How Major Hotel Brands Plan to Cut Food Waste

hotel room service

by | Mar 21, 2017

hotel room serviceA series of projects that aim to help hotels reduce food waste are underway at major hotel brands including Hilton, Hyatt, IHG (InterContinental Hotels Group) and Marriott International.

The 12-week pilot programs, a project of the World Wildlife Fund with support from The Rockefeller Foundation and the American Hotel & Lodging Association (AHLA), will focus on reducing food waste by:

  • Measuring food waste outputs on a regular basis
  • Improving employee training programs
  • Creating menus designed to limit food waste
  • Raising awareness with customers

In an interview, Pete Pearson, director of Food Waste at WWF, said the first step is measuring the properties’ food waste.

“We’ll spend the first eight weeks getting everybody measuring apples to apples, baselining their food waste and getting an idea of how much they generate,” Pearson said. “Then halfway through, we introduce enhanced training for employees.” Pearson said this will involve video-based learning.

Some of the pilots will also test zero-waste menus, for example a 1,000-person event designed to create little or no waste — without detracting from customers’ experience at the hotels.

“There is a lot of hesitation to make radical changes because nobody wants to detract from the customer experience,” Pearson said. “[The pilots will explore] what experience can the customers take on to not load their plates, maybe a corporate event with not as much of an overage buffer – instead of 10 percent overage they are comfortable with 1 percent? Ultimately what we want to do is a see at every corporate function, at every wedding there’s a shift in mentality where we don’t want to tolerate waste anymore.”

Other participating hotels include Hershey Entertainment & Resorts, Sage Hospitality and Terranea Resort. The projects also support The Rockefeller Foundation’s YieldWise Initiative, which aims to reduce post-harvest food loss and halve the world’s food waste by 2030.

Another piece of The Rockefeller Foundation’s $130 million commitment to tackle food waste involves an online hub, launched in January, where corporations can exchange information and solutions for reducing food waste can help them achieve their goals.

More food waste is sent to landfills and incinerators that any other single material in everyday trash, representing 21.6 percent of discarded municipal solid waste, according to the EPA. In 2014 alone, more than 38 million tons of food waste was generated, with only 5.1 percent diverted from landfills and incinerators for composting.

In addition to shrinking their environmental footprint, reducing food waste can help businesses save money: a report released earlier this month found companies save $14 in operating costs for every $1 they invest in reducing food waste.

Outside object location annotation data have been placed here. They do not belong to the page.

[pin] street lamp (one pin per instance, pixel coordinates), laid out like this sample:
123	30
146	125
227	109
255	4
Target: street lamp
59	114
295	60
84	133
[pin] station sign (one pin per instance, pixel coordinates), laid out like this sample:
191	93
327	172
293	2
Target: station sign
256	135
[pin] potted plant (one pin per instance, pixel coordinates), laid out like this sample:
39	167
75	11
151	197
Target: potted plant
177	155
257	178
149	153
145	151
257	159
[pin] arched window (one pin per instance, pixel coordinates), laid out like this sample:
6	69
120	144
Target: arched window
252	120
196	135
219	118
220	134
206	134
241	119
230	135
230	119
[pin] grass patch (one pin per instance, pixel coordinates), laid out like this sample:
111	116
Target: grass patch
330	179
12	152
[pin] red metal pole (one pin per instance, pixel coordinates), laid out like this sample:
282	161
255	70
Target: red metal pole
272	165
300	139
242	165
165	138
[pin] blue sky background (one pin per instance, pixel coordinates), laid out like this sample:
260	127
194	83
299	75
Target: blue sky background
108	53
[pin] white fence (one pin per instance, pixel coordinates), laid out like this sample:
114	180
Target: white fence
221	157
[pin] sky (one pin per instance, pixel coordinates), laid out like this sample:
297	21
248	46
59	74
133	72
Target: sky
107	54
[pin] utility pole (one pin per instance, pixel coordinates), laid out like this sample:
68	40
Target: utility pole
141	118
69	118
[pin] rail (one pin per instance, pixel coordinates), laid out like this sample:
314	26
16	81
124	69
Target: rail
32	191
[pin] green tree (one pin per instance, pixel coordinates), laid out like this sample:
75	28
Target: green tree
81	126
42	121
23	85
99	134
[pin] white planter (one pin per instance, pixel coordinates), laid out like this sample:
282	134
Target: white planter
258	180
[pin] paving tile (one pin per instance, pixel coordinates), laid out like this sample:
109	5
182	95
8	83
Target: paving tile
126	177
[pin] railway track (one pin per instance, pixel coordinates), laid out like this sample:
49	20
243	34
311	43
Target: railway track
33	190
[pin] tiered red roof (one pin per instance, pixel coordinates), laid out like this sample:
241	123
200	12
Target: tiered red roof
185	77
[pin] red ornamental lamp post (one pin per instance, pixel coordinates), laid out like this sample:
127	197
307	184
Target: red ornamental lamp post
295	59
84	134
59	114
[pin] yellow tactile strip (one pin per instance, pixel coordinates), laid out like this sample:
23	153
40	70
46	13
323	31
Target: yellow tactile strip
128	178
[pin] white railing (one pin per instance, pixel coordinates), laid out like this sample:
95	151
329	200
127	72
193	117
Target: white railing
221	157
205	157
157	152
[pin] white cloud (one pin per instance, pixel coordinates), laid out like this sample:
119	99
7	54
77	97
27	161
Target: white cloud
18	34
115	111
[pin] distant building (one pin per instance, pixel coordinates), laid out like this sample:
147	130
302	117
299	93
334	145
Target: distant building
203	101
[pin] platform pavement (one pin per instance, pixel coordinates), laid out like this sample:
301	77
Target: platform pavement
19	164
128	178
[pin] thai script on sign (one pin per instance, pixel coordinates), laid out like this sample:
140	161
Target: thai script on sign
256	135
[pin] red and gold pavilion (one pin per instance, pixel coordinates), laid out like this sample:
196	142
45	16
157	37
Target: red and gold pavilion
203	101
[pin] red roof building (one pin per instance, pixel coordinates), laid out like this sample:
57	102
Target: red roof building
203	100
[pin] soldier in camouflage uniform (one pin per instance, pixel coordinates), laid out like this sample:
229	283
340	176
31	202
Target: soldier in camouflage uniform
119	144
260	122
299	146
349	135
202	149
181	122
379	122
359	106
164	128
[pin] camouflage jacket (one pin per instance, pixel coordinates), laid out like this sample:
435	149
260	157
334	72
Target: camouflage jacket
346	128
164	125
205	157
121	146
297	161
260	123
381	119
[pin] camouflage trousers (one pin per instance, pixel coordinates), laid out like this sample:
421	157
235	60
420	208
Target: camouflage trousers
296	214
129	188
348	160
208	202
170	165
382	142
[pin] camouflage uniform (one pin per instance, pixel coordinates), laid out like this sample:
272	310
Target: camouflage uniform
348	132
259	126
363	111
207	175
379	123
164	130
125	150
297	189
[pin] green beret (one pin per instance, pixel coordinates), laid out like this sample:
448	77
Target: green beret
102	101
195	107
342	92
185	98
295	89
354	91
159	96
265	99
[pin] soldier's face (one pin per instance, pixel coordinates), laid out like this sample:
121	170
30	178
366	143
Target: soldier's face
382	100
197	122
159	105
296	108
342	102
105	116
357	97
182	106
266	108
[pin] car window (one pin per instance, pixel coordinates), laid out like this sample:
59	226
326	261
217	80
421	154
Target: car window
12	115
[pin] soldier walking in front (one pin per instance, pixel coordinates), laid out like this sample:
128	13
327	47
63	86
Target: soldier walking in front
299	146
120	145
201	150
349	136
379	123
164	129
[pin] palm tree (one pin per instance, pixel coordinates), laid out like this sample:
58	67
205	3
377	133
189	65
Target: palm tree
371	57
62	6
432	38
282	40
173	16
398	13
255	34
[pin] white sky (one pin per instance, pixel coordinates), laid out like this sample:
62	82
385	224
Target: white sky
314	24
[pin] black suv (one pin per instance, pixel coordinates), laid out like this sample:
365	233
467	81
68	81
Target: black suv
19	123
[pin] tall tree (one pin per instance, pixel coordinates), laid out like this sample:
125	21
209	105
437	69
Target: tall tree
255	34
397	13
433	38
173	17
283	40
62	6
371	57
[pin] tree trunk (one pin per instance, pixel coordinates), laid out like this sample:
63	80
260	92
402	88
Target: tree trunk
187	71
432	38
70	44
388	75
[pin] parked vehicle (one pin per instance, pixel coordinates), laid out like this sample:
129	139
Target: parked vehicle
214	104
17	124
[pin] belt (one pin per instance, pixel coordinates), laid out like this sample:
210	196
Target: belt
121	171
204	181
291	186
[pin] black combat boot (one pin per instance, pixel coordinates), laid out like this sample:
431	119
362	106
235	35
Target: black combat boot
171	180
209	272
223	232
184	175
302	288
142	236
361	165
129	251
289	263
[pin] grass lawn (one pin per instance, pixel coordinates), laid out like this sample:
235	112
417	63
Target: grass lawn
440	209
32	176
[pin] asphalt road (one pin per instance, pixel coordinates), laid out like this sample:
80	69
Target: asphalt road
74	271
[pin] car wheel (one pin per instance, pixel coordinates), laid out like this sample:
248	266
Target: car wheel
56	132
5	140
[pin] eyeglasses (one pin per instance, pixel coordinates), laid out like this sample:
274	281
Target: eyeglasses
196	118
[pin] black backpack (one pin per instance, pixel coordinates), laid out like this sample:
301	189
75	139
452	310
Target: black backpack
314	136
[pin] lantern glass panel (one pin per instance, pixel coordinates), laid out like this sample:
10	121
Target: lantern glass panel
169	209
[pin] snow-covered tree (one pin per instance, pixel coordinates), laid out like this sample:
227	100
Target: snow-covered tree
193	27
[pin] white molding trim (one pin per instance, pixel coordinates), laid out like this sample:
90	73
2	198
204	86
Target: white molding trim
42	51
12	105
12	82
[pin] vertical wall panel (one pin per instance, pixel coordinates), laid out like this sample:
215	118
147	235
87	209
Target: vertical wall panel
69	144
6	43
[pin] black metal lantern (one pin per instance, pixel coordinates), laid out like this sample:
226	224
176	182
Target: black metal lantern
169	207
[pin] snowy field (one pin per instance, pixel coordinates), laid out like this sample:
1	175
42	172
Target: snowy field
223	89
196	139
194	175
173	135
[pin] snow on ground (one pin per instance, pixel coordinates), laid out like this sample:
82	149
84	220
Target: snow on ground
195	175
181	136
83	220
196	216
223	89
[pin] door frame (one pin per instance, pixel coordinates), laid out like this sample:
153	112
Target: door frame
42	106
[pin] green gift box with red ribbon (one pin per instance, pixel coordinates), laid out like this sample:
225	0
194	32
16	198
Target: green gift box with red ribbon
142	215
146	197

The World Wildlife Fund says its recent research shows a need for industry-wide training and education on food waste reduction among hotel properties, and a general lack of measurement and tracking of food waste.

“We’ve already seen that hotel guests are more than willing to conserve water and energy, simply by placing a card on their pillows or hanging their towels. Our hunch is that they’ll also take action to be part of the fight to cut food waste,” said Devon Klatell, associate director, The Rockefeller Foundation, in a statement. “And once we’ve succeeded in cutting hospitality food waste, we can take those learnings to other sectors like restaurants and retail.”

Following today’s launch, WWF, AHLA and The Rockefeller Foundation plan to roll out additional activities for individual hotel properties to participate in and encourage the entire industry to follow. The partners will also publish a toolkit that reports on key findings, best practices and next steps to tackle food waste in the hotel industry.